Il problema linguistico in Europa va visto all’interno di un programma politico ed educativo che riguarda l’intera UNIONE EUROPEA. Esso è sostanzialmente pensato come soluzione del problema della comunicazione fra i popoli europei ed ha perciò carattere eminentemente educativo, ed anche come mezzo per costruire quell’identità europea di cui abbiamo bisogno come cittadini di quello Stato federale di cui andiamo lentamente, ma necessariamente, ponendo le fondamenta. Occorre anche prender coscienza del fatto che la supremazia della lingua inglese non costituisce affatto lo strumento migliore per giungere a delineare le caratteristiche - dinamiche, non statiche - dell’identità europea.

Questa egemonia, che si sta inesorabilmente affermando nelle scuole d’Europa, e che va considerata come un pericolo per la cultura e per la sopravvivenza delle lingue del nostro continente (alcuni autori parlano di glottofagia), è un dato di fatto che pregiudizialmente rende vana e inattuale ogni proposta di plurilinguismo quale obbiettivo per tutti i cittadini europei. È una ipocrisia, un inganno perché in realtà ci si trova di fronte a un ferreo monolinguismo in tutti i campi più importanti della nostra società. Si arriva perfino - senza nessuna rivolta, senza nessun sussulto sdegnoso - ad accettare di essere classificati come scemi del villaggio - il villaggio globale? - qualora non si conosca la lingua inglese!! Il plurilinguismo non farebbe che estendere ad alcune lingue - con il tempo ad una sola - una inaccettabile primogenitura (Comenio).

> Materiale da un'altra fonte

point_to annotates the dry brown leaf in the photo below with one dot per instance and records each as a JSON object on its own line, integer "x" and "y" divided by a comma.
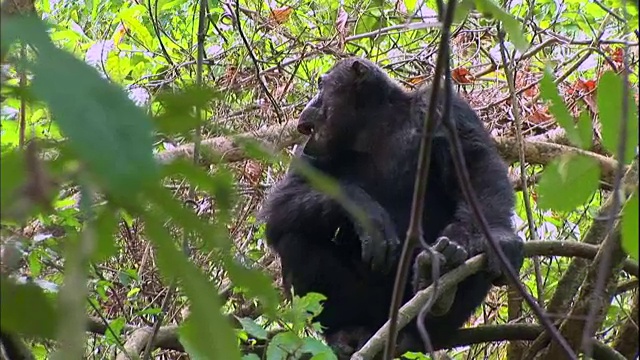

Detto questo, non si vuol proporre l’abolizione dello studio delle lingue, ma vederlo come un programma particolare per quanti si interessano della loro conoscenza per ragioni culturali, storiche, scientifiche: lo studio delle lingue come programma specialistico, allo stesso modo che lo è lo studio della fisica, della chimica, ecc. Nella situazione attuale in cui veramente tutti possono venire a contatto con tutti è necessario pensare ad una lingua comune che possa mettere questi tutti in contatto diretto fra loro.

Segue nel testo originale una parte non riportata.